The crowd is knot happy at all.
Other comments could be heard like, "Shhhh, stay seated, he's doing something, and when he's done it will be wickedly fantastic." I knew everyone was getting bored, so I quickened my pace, continuing to hide the rope from the crowd. I spun and tied and spun and tied and tied and spun and everyone was still trying to figure out exactly what I was doing. Then I jumped from my chair and yelled, "Tada! Behold, I have given you the first triple monkey fist dolly knot ever to be tied in front of a live audience! Thank you! Thank you! You are all very lucky to have witnessed this... thank you for coming! HONK HONK!"

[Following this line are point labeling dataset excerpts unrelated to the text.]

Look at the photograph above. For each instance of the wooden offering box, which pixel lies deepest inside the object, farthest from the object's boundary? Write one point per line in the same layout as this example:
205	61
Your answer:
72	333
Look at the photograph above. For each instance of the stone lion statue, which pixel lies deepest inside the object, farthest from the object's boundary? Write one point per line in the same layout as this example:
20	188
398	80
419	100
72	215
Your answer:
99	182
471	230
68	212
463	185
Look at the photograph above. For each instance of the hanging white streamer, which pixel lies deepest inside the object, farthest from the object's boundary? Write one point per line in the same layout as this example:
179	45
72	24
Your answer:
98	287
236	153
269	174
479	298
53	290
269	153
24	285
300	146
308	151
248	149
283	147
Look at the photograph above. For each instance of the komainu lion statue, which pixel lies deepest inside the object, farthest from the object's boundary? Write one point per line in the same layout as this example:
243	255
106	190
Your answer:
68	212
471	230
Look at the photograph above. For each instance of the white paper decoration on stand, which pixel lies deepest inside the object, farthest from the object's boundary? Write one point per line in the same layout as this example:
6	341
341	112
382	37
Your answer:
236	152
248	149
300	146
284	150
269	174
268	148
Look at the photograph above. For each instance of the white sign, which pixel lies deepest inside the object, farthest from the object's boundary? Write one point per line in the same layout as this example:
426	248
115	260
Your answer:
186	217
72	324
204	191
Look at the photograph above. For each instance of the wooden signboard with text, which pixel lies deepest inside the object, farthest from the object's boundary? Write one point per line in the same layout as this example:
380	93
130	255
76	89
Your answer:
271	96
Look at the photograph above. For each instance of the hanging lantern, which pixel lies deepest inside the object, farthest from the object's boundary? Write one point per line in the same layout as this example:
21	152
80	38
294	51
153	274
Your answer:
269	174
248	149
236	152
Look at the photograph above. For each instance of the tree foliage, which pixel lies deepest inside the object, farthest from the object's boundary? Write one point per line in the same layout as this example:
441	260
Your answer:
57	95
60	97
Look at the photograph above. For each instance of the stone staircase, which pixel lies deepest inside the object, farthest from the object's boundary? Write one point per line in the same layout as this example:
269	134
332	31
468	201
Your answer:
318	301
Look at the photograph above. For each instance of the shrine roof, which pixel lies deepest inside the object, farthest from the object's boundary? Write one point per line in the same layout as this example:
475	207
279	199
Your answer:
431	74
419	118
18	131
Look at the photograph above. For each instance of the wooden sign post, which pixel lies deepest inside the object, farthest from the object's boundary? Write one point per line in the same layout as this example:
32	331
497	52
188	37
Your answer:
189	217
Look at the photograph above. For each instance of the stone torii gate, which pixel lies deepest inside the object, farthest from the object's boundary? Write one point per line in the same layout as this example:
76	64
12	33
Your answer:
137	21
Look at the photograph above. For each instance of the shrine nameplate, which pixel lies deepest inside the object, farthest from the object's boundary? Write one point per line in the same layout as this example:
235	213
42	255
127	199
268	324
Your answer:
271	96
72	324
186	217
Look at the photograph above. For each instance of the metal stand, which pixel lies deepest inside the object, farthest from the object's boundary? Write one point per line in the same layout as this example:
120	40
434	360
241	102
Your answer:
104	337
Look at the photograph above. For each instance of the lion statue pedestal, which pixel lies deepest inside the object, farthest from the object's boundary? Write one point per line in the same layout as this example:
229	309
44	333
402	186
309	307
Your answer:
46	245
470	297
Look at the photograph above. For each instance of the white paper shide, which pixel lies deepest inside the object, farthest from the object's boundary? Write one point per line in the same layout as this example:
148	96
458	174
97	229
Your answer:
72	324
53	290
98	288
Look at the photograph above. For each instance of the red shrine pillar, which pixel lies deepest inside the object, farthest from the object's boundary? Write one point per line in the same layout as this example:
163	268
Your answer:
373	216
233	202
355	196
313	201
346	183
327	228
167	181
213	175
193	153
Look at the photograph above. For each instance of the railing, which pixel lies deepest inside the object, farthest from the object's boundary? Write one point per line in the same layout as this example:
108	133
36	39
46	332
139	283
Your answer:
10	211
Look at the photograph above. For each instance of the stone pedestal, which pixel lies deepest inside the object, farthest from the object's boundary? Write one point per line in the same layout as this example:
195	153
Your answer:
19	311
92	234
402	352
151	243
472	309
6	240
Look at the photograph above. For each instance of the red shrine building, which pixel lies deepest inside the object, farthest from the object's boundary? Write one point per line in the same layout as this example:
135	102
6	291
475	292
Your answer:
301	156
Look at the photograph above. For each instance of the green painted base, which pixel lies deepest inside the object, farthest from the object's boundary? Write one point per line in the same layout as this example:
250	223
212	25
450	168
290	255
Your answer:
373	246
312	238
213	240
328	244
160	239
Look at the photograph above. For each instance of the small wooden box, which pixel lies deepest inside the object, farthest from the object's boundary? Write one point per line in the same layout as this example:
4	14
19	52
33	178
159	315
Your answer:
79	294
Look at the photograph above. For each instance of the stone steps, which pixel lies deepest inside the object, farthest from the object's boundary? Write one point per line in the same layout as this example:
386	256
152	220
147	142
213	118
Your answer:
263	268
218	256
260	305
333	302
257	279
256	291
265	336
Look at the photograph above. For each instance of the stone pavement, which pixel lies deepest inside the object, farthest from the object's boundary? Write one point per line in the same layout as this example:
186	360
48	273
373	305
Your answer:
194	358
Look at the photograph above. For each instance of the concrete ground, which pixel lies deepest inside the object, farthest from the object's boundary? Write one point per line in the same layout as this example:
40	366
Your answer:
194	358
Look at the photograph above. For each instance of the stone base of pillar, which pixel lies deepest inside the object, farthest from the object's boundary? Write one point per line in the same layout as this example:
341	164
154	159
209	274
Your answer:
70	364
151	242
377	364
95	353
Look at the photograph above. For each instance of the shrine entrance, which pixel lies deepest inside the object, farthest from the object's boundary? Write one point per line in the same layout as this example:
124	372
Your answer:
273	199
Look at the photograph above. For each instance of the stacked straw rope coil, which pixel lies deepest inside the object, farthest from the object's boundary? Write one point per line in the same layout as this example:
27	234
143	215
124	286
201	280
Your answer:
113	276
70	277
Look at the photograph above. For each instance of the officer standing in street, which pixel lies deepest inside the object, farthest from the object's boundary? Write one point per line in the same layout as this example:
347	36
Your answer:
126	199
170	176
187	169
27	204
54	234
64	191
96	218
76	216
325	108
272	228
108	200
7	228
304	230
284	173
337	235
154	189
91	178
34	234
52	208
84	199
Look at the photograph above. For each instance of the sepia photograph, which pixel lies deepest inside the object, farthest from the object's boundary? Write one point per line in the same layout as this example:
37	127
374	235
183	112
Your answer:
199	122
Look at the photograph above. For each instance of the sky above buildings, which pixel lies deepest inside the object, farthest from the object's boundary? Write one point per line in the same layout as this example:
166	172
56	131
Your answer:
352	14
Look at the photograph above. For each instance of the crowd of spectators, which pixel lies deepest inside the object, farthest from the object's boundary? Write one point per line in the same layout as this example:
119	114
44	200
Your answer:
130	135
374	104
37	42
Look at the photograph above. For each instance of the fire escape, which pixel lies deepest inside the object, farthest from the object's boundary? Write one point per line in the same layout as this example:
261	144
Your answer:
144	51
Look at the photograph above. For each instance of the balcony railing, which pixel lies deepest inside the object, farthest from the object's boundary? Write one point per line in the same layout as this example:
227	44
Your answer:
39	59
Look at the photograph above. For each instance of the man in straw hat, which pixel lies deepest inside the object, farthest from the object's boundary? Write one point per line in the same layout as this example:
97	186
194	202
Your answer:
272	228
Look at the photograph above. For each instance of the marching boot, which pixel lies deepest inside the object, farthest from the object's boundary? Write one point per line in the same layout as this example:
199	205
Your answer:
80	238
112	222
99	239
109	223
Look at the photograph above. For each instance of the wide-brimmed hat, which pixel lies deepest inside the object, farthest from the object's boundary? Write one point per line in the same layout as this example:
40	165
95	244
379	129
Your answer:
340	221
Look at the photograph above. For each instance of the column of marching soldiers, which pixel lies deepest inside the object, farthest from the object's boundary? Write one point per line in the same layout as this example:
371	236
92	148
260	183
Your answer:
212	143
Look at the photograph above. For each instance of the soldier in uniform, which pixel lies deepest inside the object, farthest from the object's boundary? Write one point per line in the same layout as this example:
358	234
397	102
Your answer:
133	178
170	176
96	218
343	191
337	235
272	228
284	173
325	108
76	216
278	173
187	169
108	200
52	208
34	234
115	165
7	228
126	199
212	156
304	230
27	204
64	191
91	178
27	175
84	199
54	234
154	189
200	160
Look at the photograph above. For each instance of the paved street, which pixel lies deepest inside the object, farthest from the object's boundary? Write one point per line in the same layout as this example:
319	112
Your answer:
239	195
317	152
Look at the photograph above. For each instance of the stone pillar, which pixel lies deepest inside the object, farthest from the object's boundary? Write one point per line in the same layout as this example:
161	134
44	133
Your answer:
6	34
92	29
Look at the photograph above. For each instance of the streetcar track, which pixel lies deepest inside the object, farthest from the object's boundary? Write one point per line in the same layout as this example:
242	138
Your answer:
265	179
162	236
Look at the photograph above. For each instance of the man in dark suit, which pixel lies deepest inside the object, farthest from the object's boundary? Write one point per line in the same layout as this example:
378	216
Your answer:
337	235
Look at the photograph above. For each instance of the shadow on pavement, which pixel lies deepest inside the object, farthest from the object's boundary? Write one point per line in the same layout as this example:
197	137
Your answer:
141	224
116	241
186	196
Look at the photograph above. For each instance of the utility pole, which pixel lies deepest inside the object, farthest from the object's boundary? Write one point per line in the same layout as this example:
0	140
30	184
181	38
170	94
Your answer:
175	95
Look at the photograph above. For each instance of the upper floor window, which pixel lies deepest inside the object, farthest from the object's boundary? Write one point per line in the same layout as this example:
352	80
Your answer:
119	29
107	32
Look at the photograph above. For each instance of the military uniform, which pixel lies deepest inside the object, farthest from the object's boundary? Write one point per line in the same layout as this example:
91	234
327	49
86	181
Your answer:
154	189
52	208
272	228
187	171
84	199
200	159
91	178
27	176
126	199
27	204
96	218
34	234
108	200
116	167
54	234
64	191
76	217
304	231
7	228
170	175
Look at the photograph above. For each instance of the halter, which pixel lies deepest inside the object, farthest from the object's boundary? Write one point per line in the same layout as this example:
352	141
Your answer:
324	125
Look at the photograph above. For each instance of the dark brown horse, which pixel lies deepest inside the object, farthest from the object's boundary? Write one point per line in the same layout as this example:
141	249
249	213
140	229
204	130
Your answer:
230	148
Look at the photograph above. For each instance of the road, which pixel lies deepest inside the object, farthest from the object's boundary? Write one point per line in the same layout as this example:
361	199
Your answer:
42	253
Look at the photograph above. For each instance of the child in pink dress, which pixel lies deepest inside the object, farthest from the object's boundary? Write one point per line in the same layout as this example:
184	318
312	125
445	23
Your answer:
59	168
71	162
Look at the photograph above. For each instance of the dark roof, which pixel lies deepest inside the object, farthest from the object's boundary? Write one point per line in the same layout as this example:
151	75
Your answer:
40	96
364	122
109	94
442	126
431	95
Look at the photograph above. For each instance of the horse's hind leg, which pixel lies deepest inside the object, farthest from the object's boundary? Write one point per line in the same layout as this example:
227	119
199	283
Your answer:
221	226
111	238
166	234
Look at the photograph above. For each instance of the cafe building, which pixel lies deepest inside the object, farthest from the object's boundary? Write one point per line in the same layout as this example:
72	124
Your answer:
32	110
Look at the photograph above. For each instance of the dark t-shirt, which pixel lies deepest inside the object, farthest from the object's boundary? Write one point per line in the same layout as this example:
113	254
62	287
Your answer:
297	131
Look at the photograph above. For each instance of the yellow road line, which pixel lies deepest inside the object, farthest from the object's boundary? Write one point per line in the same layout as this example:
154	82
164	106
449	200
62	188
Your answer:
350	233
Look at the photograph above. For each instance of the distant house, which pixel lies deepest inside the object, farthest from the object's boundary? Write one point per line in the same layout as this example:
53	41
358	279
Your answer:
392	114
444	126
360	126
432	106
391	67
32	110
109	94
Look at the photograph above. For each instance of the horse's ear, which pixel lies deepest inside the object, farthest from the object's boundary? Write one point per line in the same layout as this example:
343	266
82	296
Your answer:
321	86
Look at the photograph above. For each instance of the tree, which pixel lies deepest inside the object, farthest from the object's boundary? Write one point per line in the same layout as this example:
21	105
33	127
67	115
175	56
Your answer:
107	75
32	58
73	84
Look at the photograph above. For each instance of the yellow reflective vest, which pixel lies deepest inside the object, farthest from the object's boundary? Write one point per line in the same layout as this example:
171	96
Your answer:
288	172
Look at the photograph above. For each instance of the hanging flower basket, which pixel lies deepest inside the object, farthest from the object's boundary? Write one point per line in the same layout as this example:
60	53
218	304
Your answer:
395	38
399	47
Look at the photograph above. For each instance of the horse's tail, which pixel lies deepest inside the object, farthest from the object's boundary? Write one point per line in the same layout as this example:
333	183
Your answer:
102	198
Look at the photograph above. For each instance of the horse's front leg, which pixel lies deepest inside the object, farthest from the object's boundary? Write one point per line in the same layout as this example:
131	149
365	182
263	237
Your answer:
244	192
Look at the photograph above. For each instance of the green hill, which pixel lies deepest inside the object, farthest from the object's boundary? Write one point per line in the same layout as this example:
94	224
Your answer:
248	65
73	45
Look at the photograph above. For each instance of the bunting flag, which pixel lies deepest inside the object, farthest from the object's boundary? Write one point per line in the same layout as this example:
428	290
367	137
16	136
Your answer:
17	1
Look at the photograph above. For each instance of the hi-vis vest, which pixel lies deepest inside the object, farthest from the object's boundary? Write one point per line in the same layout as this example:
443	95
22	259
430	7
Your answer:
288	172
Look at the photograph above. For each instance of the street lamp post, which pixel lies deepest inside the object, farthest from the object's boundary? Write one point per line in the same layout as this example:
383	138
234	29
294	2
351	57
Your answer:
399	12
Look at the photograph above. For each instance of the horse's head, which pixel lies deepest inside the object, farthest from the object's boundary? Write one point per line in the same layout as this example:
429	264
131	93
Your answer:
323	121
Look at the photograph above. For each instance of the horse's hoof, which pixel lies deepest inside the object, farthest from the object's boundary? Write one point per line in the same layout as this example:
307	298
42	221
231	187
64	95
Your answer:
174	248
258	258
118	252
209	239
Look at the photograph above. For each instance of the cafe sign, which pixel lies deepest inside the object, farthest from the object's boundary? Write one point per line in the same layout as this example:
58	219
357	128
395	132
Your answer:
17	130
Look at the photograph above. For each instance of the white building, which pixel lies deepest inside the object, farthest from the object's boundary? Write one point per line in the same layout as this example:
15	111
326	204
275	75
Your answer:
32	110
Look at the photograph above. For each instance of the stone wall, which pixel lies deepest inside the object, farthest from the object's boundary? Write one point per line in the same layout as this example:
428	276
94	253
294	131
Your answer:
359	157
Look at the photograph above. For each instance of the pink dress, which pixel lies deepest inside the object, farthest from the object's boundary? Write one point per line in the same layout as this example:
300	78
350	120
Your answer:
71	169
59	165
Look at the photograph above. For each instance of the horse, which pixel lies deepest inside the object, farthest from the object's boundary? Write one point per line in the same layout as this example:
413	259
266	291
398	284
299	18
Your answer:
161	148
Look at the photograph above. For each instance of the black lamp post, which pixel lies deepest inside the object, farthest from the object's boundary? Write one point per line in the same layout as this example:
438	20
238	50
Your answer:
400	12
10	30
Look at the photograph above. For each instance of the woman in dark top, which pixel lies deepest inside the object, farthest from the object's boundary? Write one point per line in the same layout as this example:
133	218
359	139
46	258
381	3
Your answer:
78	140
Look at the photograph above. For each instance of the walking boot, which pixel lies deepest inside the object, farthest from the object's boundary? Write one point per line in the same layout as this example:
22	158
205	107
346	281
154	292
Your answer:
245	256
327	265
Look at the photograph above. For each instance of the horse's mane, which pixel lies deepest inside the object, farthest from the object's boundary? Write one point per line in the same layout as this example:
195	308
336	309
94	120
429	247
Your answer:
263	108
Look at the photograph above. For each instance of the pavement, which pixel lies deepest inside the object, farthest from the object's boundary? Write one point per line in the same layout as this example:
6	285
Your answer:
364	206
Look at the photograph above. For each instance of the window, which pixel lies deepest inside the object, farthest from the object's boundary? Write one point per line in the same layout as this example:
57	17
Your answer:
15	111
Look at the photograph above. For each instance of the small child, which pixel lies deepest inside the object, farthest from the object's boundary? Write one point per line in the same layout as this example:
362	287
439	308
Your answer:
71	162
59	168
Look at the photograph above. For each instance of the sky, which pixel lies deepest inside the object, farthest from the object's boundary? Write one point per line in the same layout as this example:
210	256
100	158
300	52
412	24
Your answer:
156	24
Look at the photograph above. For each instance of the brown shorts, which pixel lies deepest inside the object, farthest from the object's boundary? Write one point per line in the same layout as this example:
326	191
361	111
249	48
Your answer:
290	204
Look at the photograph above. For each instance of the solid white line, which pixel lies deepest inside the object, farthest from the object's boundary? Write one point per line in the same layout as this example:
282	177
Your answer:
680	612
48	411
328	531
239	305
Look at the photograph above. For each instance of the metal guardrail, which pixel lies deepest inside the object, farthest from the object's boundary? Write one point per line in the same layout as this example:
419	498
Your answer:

The audience loudly booed and hissed, and I was yanked off the stage by a group of Nimmo mimes. I gave the audience a big smile, but they threw rubbish onto the stage. Then, just as I was placed in a barrel and rolled down a hill, it came to me: "It wasn't my act. It was the fact that rope was too small, so they didn't realise that the level of knotmanship was extremely high. For all they knew it was only a second-rate knot. Next time I will use a larger piece of rope, and that will definitely make them laugh."
He's heard them all: "Hey Chia Clown, your feet are so big you could stomp out a forest
fire!" and "Hahaha, those aren't shoes on his feet... those are the boxes they came in."
He's been teased, chased, poked and laughed at, not to mention a few tomatoes and rotten neggs
thrown his way. But, ladies and gentlemen, this is the wonderful world of the Chia Clown,
population: one lonely little prankster.